Saint-Jean-de-Luz : ce que disent les chiffres sur les violences contre les profs

Flowers are laid at the entrance gate of the Saint-Thomas d’Aquin middle school where a teacher died after being stabbed by a student, in Saint-Jean-de-Luz, southwestern France, on February 23, 2023. - A teacher at a school in southwest France was killed on February 22, in a stabbing attack by a teenage pupil during her class, the regional prosecutor said.
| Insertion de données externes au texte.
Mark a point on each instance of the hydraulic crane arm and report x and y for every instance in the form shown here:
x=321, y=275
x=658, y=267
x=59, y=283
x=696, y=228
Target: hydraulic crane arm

The teacher, in her 50s, was teaching a class at the school in the seaside town of Saint-Jean-de-Luz when the pupil attacked her with a knife. (Photo by GAIZKA IROZ / AFP)

ÉDUCATION - La mort de la professeur d’espagnol au lycée Saint-Thomas d’Aquin de Saint-Jean-de-Luz, poignardée par un de ses élèves mercredi 22 février, a provoqué un choc. Il faut dire qu’un tel drame est rare : selon un décompte de l’AFP, huit enseignants ont été tués ces 40 dernières années dans le cadre de leurs fonctions. Parmi eux Samuel Paty, tué en 2020 pour avoir montré des caricatures de Mahomet en classe.

Ce chiffre cache les agressions subies par les enseignants, qui sont bien plus nombreuses. Elles sont recensées tous les mois par le Sivis (Système d’information et de vigilance sur la sécurité scolaire), un service créé en 2007 pour quantifier les violences dans le milieu de l’éducation.

Toutes les données récoltées font l’objet d’une note d’information chaque année, dont la dernière a été justement été publiée début février. Si les violences sont relativement peu présentes dans les écoles publiques, les établissements du secondaire publics ou privés sous contrat, comme le collège-lycée de Saint-Jean-de-Luz, sont plus touchés.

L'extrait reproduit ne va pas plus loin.